Clara nem queria saber! Que fosse extravagante e até anormal, ela
também não daria atenção àquele garoto.
“Aposto que todas as meninas estão babando ao vê-lo se achando um agente
secreto!”, ela pensou, e logo em seguida perdeu a paciência consigo mesma. Como
se já não bastassem os olhos colados em cada movimento dele, os pensamentos
também o acompanhavam. Queria bater com a cabeça na parede e esquecer o
assunto, mas as meninas não deixariam.
Mesmo sabendo o que encontraria, buscou o olhar das amigas. E qual
não foi a surpresa ao perceber que nenhuma delas tinha sequer notado que ele
estava por ali? Melhor assim. Não teria que ouvir suspiros ou “nossa!”, “oh!”,
“que lindo!”. Lançou um sorriso com ar de deboche. Quando o assunto era os
garotos, as amigas ficavam cegas para o que mais queriam: eles. Como nenhuma
delas reparara em Felipe correndo pelo jardim em direção à fonte? Ainda mais
com aquele jeito suspeito!
Chegando à fonte, Felipe diminuiu a velocidade até parar. Parecia
procurar alguma coisa na água, o que era ainda mais esquisito; afinal, todos sabiam
que o colégio era bem rígido quanto a jogar qualquer coisa dentro da fonte. No
ano anterior, um garoto foi expulso por jogar flores.

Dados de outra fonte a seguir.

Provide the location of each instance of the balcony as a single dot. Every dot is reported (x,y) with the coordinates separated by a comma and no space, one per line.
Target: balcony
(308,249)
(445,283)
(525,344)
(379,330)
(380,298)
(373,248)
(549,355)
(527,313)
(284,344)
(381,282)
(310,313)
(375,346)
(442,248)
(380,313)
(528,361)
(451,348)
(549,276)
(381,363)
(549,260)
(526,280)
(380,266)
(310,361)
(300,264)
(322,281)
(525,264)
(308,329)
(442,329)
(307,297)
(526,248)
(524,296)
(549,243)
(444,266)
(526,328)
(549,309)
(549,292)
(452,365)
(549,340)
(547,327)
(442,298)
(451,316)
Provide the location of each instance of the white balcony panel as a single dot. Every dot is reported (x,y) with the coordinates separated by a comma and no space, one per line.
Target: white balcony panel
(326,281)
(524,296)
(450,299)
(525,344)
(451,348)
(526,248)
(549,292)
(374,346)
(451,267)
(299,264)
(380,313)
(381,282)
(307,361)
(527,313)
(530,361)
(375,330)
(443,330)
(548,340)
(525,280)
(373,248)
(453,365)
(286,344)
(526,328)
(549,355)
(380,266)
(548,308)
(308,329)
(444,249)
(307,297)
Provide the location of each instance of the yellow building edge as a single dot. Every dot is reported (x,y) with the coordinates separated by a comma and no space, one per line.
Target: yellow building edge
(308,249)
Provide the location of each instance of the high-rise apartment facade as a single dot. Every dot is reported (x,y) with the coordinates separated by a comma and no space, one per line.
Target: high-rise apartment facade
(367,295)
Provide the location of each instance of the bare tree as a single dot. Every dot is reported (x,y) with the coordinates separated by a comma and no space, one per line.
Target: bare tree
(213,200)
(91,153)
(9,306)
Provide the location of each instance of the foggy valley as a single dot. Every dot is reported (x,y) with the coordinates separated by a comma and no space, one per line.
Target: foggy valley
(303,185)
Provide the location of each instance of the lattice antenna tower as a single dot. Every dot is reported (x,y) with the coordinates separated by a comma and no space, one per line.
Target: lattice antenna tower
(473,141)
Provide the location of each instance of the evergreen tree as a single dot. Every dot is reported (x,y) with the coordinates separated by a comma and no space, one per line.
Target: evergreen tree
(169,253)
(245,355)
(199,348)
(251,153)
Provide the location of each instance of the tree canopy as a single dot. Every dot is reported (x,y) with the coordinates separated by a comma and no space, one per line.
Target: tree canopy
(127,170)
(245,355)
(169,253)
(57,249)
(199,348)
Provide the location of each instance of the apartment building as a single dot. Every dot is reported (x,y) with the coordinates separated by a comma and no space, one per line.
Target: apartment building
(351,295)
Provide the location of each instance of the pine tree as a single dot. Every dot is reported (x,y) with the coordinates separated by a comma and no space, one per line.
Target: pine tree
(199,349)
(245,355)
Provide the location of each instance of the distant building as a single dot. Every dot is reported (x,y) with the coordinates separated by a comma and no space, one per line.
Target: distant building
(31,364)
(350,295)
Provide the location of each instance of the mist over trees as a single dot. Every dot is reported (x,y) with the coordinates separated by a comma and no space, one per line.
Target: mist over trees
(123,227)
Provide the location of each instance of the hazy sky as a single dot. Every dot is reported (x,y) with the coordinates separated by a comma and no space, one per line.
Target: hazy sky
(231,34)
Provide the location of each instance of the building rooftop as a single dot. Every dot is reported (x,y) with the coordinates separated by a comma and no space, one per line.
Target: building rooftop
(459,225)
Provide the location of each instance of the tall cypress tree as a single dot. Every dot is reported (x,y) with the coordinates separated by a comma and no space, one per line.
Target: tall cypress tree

Foi um exagero, mas
aconteceu. De repente, ele bateu as mãos na água, chegando até a jogar um pouco
para fora da fonte.
Havia algo de muito estranho naquela história e Clara não perderia
a chance de descobrir o que era. Levantou-se sorrateiramente e, enquanto o
olhar saltitava entre as amigas e o garoto suspeito, aproximou-se dele com
cuidado para não ser vista nem pelas garotas, nem, muito menos, por Felipe.
Percebeu, então, um grande arbusto bem atrás dele. Ali estava perfeito, ela
poderia observá-lo e, quem sabe, até enxergar o que ele tanto olhava na água.

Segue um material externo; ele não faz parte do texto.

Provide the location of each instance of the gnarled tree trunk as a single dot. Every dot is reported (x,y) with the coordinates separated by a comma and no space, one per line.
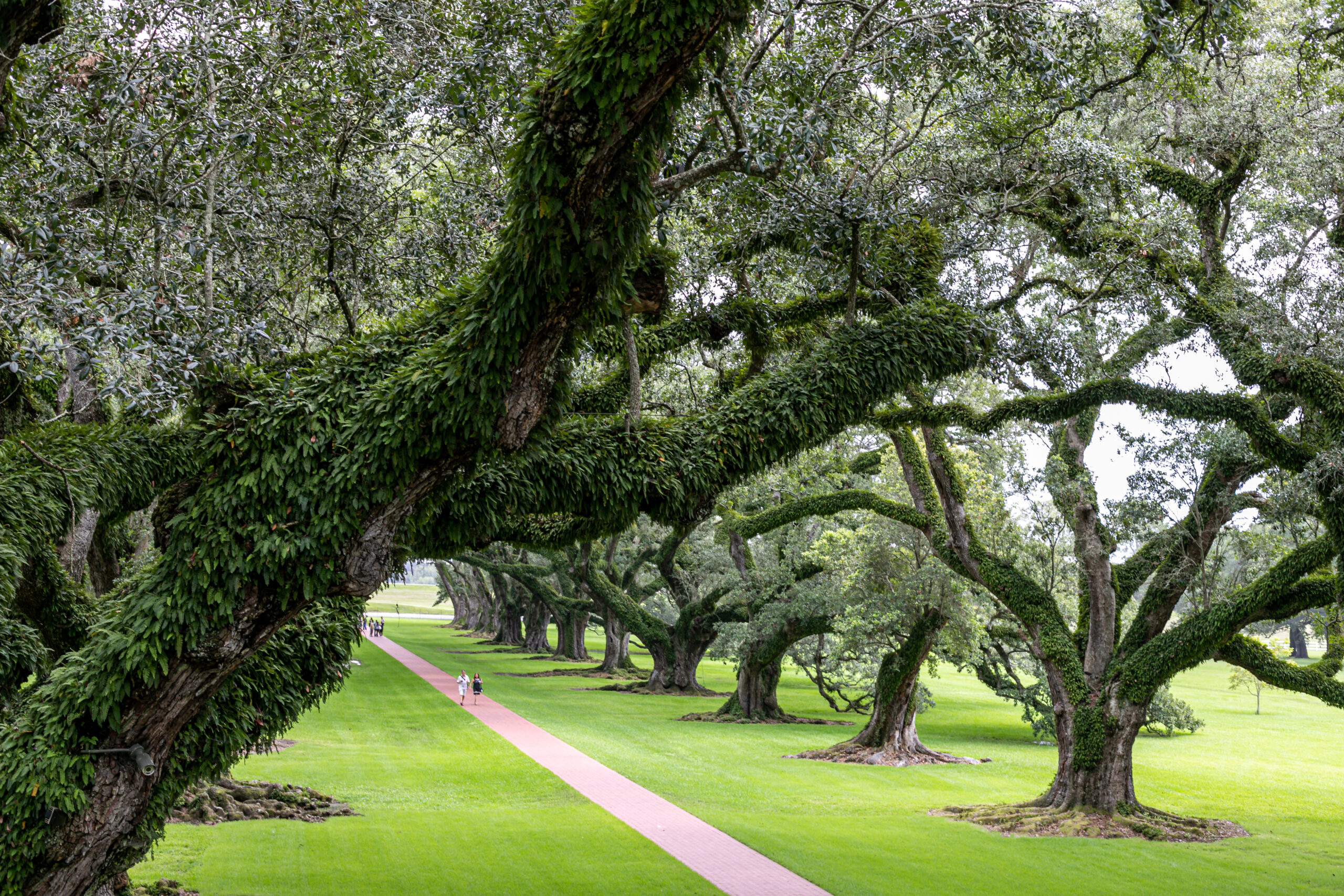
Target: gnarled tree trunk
(572,630)
(761,667)
(538,618)
(1096,767)
(890,738)
(616,652)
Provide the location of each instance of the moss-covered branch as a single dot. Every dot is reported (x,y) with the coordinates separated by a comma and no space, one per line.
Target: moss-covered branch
(817,505)
(1261,662)
(1241,412)
(1196,637)
(674,469)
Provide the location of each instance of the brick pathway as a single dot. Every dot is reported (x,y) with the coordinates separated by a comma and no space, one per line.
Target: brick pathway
(731,867)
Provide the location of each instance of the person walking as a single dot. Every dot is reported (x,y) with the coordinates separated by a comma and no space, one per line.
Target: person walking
(463,681)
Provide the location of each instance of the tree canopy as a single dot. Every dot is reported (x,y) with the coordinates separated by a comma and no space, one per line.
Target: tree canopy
(296,293)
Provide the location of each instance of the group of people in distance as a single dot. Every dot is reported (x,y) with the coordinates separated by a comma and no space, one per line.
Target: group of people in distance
(466,681)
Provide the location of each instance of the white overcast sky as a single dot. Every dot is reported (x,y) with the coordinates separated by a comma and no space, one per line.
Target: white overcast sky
(1182,367)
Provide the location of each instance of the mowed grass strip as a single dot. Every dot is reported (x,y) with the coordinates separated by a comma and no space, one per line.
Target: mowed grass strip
(863,830)
(448,806)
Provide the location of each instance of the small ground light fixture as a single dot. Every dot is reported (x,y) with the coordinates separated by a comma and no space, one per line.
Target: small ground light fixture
(143,760)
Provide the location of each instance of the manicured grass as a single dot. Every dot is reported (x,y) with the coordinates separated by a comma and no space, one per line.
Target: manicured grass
(853,829)
(448,808)
(409,598)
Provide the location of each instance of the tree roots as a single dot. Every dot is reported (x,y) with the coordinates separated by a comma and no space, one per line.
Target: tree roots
(164,887)
(642,686)
(857,754)
(783,719)
(1132,821)
(229,800)
(592,672)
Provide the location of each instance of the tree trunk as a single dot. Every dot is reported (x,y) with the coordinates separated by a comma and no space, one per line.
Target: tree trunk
(570,632)
(891,729)
(73,547)
(1297,640)
(890,738)
(488,621)
(756,695)
(538,618)
(761,667)
(675,666)
(616,653)
(445,581)
(1096,767)
(102,565)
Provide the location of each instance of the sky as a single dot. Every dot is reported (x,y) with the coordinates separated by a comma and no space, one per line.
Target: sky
(1183,367)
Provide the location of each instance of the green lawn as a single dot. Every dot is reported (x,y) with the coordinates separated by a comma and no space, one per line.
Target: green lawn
(407,598)
(429,779)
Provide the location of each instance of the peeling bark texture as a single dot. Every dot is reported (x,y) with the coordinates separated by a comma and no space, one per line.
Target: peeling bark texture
(616,652)
(890,738)
(102,565)
(120,794)
(570,632)
(73,549)
(538,618)
(1096,767)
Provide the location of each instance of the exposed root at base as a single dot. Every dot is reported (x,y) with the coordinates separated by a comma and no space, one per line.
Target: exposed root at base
(855,754)
(592,672)
(1025,820)
(784,719)
(227,800)
(162,887)
(642,686)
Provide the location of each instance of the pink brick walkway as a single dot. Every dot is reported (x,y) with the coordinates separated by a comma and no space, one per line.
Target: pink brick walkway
(705,849)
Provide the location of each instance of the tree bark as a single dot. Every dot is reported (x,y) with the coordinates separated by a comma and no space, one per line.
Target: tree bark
(616,652)
(570,632)
(73,549)
(1297,640)
(102,565)
(675,666)
(1096,767)
(761,667)
(891,735)
(538,620)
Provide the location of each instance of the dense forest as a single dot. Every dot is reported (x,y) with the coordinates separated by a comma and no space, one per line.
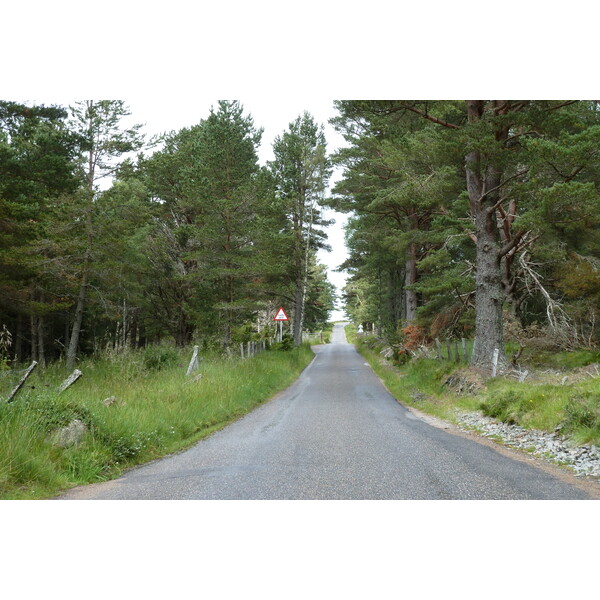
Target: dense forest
(109,241)
(476,219)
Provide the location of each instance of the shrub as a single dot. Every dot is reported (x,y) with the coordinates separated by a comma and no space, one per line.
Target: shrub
(159,357)
(413,336)
(504,405)
(582,411)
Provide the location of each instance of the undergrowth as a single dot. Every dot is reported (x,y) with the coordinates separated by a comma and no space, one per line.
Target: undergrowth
(155,410)
(572,407)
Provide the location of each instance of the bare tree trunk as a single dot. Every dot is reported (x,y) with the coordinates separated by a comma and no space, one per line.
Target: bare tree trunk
(41,344)
(75,331)
(19,339)
(410,278)
(34,337)
(483,189)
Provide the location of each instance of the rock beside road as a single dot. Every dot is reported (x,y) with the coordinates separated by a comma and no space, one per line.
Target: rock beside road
(584,459)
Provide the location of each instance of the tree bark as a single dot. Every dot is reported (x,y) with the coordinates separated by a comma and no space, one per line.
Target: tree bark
(409,279)
(34,337)
(483,187)
(75,331)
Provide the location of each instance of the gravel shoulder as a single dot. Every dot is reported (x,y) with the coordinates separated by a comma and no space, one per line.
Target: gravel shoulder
(576,465)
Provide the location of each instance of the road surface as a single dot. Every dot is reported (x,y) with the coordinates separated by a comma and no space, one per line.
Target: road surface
(336,433)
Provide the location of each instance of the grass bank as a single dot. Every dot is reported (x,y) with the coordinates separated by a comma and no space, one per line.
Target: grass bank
(154,410)
(561,392)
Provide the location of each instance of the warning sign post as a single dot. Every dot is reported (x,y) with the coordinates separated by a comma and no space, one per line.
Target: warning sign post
(280,317)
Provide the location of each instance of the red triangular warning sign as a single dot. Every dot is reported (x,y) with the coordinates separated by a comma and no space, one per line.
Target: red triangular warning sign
(281,316)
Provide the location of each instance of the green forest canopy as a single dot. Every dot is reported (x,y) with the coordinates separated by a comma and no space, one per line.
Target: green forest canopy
(191,239)
(471,219)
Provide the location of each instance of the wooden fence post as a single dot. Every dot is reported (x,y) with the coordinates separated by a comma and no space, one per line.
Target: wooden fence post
(194,362)
(495,361)
(70,380)
(21,383)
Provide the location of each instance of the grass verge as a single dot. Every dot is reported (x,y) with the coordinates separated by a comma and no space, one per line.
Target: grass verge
(156,410)
(567,401)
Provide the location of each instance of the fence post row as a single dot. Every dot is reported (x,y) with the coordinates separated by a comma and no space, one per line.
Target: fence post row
(22,381)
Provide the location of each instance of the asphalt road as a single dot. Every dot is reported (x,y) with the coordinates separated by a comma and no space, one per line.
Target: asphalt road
(336,433)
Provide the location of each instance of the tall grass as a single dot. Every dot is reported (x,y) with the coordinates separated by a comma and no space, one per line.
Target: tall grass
(573,408)
(157,410)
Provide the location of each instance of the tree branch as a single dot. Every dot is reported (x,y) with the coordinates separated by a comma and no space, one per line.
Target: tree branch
(429,117)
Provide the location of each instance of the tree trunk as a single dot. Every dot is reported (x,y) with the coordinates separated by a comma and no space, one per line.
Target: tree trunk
(483,186)
(75,331)
(34,337)
(298,312)
(19,339)
(41,344)
(410,279)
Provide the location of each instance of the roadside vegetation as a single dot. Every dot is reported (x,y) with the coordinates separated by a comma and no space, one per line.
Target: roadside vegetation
(135,406)
(560,393)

Enfiando-se em meio às folhas, notou que, além de ter mais
espinhos do que ela teria imaginado, também não conseguia ver nada – a não ser,
claro, as grandes costas de Felipe. Esticou-se o quanto pôde; mas, mesmo na
pontinha dos pés e se arranhando mais, não adiantou. Que ideia mais estapafúrdia
tentar ver por cima do ombro de um garoto que deveria ser, pelo menos, o dobro
do tamanho dela!
“Também, custava esse garoto se mexer?”, pensou ela. “O que será
que tem de tão interessante lá?”
Com as pontas dos dedos, segurou um pequeno pedaço de caule liso em
meio aos espinhos e o empurrou. Foi abrindo espaço entre as folhagens e já
avistava a superfície da água quando Felipe mergulhou de roupa e tudo.
O estômago de Clara gelou.
O corpo estremeceu.
“Loucura! Maluquice mesmo!
Onde esse garoto está com a cabeça?”
Correu até a fonte e,
debruçando-se sobre a borda, procurou por ele. Foi quando tudo piorou.
“Felipe desapareceu?”
A água imóvel e cristalina não seria capaz de escondê-lo. Sem
acreditar, os olhos insistiam em vasculhar cada pedacinho do fundo ladrilhado da
fonte. Nada. Para onde ele teria ido? De uma coisa tinha certeza: o garoto
irritante pulara na fonte, que não deveria ter mais que um metro de
profundidade, e desaparecera. Não estava louca. Tinha certeza e não deixaria
que ninguém duvidasse disso.
“Vou encontrar esse garoto
ou não me chamo Clara!”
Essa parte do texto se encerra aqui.